Briefly, Dr. Schatzberg is heavily invested in his commercial firm, Corcept, that has been doing research on a psychiatric application of the drug mifepristone--at the same time as he has been doing NIH-supported research on the drug and writing textbook chapters about it. Stanford intiially denied any problem but recently took the step of removing Dr. Schatzberg as Principal Investigator on his NIH grant, according to Dr. Carroll.

Dr. Carroll asserts in this present posting that there are serious questions of fraud in some of Dr. Schatzberg's writings about mifepristone. He has said flat out that the drug is effective when the actual data from the relevant trials do not demonstrate efficacy. I will not pass any judgment on the merits of Dr. Carroll's assertions; readers may decide for themselves.

The only point I wish to make here is that I believe that no one can read Dr. Carroll's post and not see that Dr. Schatzberg has created a huge problem by his multiple entanglements--with Stanford; with a private corporation; and with the NIH. Even if Dr. Schatzberg can sucessfully defend himself against every one of Dr.
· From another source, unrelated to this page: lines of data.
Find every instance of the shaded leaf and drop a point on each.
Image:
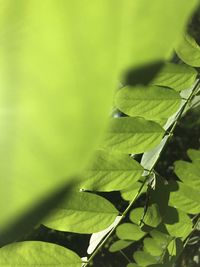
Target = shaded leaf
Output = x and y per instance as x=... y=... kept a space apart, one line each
x=185 y=198
x=83 y=213
x=133 y=135
x=37 y=254
x=150 y=102
x=31 y=218
x=189 y=173
x=142 y=75
x=161 y=238
x=175 y=76
x=189 y=51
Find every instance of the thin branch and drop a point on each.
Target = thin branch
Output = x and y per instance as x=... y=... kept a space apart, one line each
x=170 y=134
x=125 y=256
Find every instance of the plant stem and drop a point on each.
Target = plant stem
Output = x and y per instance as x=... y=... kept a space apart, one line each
x=170 y=134
x=126 y=257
Carroll's individual assertions, it is very hard not to see the overall pattern as having cast a huge pall over his own credibility, that of Stanford, and that of the American Psychiatric Association, let alone whether any NIH rules were violated. Reasonably charitable folk would have to look at that overall pattern and scratch their heads about what they can believe about anything that Dr. Schatzberg has said regarding this drug. Was he giving his personal opinion as an academic psychiatrist? Was he speaking as a corporate official anxious to maintain the stock value of Corcept? Was he reflecting an official viewpoint on behalf of the APA? Was he upholding the standards of scientific accuracy and impartiality that Stanford claims to represent?

Some of Dr. Schatzberg's statements about mifepristone, however charitably viewed, sound like commercial shilling. Maybe he can prove that they are in fact backed up by hard evidence. But his extensive financial entanglements in Corcept suggest that he'd require superhuman powers of detachment not to allow his financial affairs to incluence his scientific judgment.

And this is what the ethical concern about conflicts of interest in academic science, ultimately, boils down to.